A refund of state or local income tax paid may in total or part be considered income in the year that it is received, provided the taxpayer claimed the taxes paid as an itemized deduction on the prior year return. The taxable amount of the state or local refund includes:
- Any part of a refund from the taxpayer's prior year state or local return that they were entitled to receive in the current year but chose to apply to their current year estimated tax payments instead.
- Any state or local refund that the taxpayer would have received in the current year but was garnished by the state or federal government to satisfy another obligation such as back taxes, student loans, etc.
None of the state or local tax refund is taxable if, in the year the tax was paid the taxpayer either (a) did not itemize deductions, or (b) elected to deduct state and local general sales taxes instead of state and local income taxes.
If a taxpayer received a refund, credit, or offset of state or local income taxes, they should receive a Form 1099-G. If the refund was for a tax that was paid in year prior to the current tax year and was deducted as state and local income taxes on the year prior to the current year's tax return's Schedule A, some or all of the refund may be taxable. A worksheet is provided in TaxSlayer Pro to determine the amount that is included in income. Also review the State and Local Income Tax Refund Worksheet found in the Instructions to Schedule A to determine the taxable portion of the refund.
Exception. However, when certain exceptions exist, the taxpayer may be required to treat the state or local tax refund as an Itemized Deduction Recovery in Publication 525 instead of using the worksheet.
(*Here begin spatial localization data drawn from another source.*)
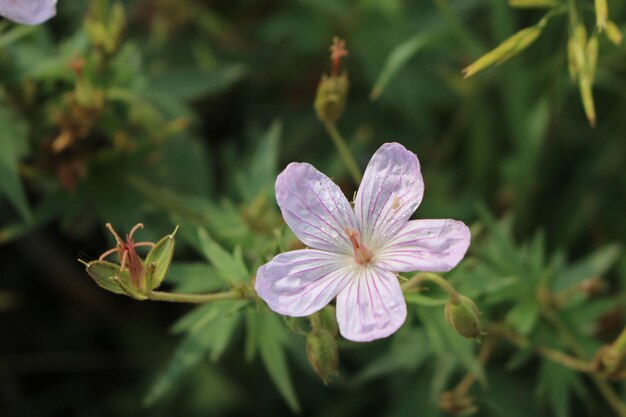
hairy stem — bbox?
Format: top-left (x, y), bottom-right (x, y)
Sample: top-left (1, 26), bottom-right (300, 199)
top-left (454, 335), bottom-right (496, 395)
top-left (146, 289), bottom-right (243, 304)
top-left (491, 323), bottom-right (595, 373)
top-left (542, 307), bottom-right (626, 417)
top-left (323, 122), bottom-right (362, 184)
top-left (401, 272), bottom-right (461, 303)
The exceptions are the following:
- The refund is for a tax year other than the year prior to the current year.
- The refund is for a tax other than an income tax refund, such as a sales or real property tax refund.
- QBI Deduction exceeds AGI less Deductions.
- The taxpayer had taxable income in the prior year but no tax due because of the 0% tax rate on net capital gains and qualified dividends.
- The taxpayer's prior year state and local tax refund is greater than the prior year state and local income tax deduction minus the amount that the taxpayer could have deducted as the prior year state and local sales tax.
- The taxpayer made estimated state and local income tax payment for the prior year in the current year.
- The taxpayer was subject to AMT in the year prior to the current year.
- The taxpayer could not claim all of the credits they were entitled to receive in the prior year prior because the total credits exceeded the tax liability in that prior year.
- The taxpayer was claimed as a dependent by someone else in the prior year.
- The taxpayer received the refund in the prior year by filing jointly with a person that they are not filing a joint return in the current year.
To input state and local refunds from Form 1099-G, from the Federal Section of the Tax Return select:
- Income
- Form 1099-G, Box 2 State or Local Income Tax Refunds, Credits or Offsets
Note: This is a guide on entering a State or Local Tax Refund reported on Form 1099-G into TaxSlayer ProWeb. This is not intended as tax advice.